A team at the University of South Carolina synthesized a titanium dioxide (TiO2) and platinum catalyst supported on TiO2 (Pt/TiO2) for use in a fuel cell. The synthesized Pt/TiO2 electrocatalyst exhibits excellent fuel cell performance as well as ultrahigh stability—enabling much longer fuel cell life—at high positive potentials.

Huang
Pt particles in the Membrane Electrode Assembly. (a) Non-corroding. (b) Corroded electrode showing (1) Agglomeration, (2) Coalescence, and (3) Loss of Pt Particles.
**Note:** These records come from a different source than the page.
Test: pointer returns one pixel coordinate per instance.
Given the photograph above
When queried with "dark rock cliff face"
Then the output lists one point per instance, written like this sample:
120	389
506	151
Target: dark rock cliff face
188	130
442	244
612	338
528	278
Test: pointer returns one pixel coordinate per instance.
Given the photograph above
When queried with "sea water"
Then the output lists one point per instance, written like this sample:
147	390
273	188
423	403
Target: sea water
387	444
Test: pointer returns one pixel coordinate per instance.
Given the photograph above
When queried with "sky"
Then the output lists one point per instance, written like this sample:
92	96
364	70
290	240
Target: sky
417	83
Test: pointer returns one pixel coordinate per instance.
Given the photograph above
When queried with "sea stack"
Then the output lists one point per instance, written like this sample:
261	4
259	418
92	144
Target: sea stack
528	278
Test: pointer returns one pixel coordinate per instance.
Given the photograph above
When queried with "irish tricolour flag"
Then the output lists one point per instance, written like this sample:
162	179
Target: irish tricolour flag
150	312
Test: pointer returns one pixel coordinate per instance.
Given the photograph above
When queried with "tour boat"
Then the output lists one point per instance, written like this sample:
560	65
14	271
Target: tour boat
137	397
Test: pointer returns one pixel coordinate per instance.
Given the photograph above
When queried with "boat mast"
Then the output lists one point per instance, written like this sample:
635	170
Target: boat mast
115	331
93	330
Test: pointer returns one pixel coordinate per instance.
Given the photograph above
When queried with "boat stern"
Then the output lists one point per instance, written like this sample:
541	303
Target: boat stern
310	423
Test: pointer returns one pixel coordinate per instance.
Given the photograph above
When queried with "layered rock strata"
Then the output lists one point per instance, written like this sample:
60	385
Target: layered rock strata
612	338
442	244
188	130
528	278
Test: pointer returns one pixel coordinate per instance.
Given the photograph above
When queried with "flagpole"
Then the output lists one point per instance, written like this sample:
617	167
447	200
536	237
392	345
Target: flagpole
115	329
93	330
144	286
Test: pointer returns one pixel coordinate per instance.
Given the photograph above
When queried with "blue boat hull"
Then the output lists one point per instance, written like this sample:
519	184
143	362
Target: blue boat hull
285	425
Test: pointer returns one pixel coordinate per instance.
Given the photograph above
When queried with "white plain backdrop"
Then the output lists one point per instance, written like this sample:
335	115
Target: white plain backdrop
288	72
Credit: ACS, Huang et al. Click to enlarge.

A report on their work was published online 9 September in the Journal of the American Chemical Society.

A great deal of the current work on PEM fuel cells is focusing on improved fuel cell reliability and durability. Several factors can shorten fuel cell lifetime, including the dissolution and sintering of the platinum catalyst particles; corrosion of the carbon support for the catalyst; and membrane thinning.

Titanium dioxide is widely used in photocatalysis, photovoltaics, water splitting, and gas sensors; it possesses good mechanical resistance and stability in acidic and oxidative environments. However, its low electrical conductivity has prevented its use in fuel cells.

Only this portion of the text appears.